Infertility Clinical Trial
Official title:
Phase 4 Study Comparing Recombinant Follicle Stimulating Hormone (rFSH) or Ultra-pure to HMG in Patients Submitted to IVF Using Gnrh Antagonist
rFSH and HMG are both used to controlled ovarian stimulation for patients submitted to IVF.
However, there is a debate in the literature which one is better to induce ovulation in
patients receiving GnRH antagonist to block premature Luteinizing Hormone (LH) secretion.
The investigators propose a Randomized Clinical Trial (RCT) to investigate the differences
among recombinant FSH and HMG in patients submitted to IVF using GnRH antagonists.
To compare embryonic quality and other clinical outcomes when using human menopause
gonadotropin (hMG) or recombinant follicle stimulating hormone (rFSH) to the ovarian
stimulation in IVF cycles with the GnRH antagonist protocol.

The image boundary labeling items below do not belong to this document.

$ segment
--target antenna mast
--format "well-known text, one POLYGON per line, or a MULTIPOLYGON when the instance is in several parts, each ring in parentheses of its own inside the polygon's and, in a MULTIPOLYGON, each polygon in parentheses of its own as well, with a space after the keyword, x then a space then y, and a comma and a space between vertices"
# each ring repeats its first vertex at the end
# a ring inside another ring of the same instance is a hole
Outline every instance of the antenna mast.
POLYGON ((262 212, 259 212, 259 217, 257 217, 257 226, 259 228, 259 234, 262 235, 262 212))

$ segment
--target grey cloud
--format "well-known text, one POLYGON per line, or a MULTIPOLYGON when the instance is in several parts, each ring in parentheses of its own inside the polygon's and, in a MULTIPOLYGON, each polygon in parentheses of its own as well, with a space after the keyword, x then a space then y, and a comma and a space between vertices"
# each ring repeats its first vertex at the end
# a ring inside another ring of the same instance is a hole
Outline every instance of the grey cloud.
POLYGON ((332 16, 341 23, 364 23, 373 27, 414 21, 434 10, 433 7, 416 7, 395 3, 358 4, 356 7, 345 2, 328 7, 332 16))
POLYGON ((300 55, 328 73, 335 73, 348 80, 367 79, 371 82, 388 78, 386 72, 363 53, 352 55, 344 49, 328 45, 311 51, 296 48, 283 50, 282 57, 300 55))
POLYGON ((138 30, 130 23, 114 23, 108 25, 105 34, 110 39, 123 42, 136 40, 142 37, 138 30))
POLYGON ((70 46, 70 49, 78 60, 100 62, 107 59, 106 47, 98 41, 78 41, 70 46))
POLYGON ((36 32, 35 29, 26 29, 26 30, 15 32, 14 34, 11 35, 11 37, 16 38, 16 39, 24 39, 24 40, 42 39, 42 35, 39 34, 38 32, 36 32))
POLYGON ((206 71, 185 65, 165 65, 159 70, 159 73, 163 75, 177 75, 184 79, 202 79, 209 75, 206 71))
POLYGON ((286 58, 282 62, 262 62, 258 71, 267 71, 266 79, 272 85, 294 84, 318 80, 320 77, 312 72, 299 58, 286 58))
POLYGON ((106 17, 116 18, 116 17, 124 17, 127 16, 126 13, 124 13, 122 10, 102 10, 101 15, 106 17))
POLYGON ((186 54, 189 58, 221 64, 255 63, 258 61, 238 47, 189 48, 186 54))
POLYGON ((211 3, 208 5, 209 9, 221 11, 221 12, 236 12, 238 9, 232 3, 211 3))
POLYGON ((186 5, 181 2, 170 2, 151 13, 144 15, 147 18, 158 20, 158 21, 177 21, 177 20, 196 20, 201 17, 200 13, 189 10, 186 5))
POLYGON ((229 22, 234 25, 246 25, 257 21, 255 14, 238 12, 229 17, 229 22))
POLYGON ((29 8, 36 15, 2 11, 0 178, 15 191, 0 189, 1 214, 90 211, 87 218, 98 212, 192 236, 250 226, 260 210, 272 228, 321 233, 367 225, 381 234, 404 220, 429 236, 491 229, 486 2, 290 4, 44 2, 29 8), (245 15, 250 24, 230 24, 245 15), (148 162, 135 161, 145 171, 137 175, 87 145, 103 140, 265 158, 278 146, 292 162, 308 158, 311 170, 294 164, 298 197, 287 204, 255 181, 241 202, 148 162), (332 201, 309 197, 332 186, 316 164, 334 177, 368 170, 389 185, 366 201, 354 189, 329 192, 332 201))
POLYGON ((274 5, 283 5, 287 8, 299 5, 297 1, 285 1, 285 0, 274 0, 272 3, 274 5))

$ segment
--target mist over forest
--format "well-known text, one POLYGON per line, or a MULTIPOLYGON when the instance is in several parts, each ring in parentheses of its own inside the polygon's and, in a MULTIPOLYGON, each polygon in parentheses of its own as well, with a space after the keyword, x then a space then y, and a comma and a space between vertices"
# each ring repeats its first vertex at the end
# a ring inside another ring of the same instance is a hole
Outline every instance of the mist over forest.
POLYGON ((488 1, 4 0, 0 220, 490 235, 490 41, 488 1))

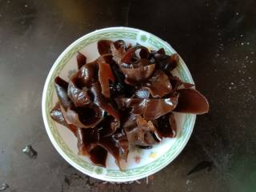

Design: open randomized single center study with infertile patients submitted to IVF
comparing IVF outcomes between hMG and rFSH when controlled with GnRH antagonist.
Setting: A single private center of reproductive medicine in association with Universidade
Federal do Rio Grande do Sul.
Patients: Infertile women with normal ovarian reserve with IVF indication. Intervention: The
patients were randomized in two groups, 85 received rFSH and 83 received hMG to ovulation
induction, both groups used GnRH antagonist to prevent ovulation.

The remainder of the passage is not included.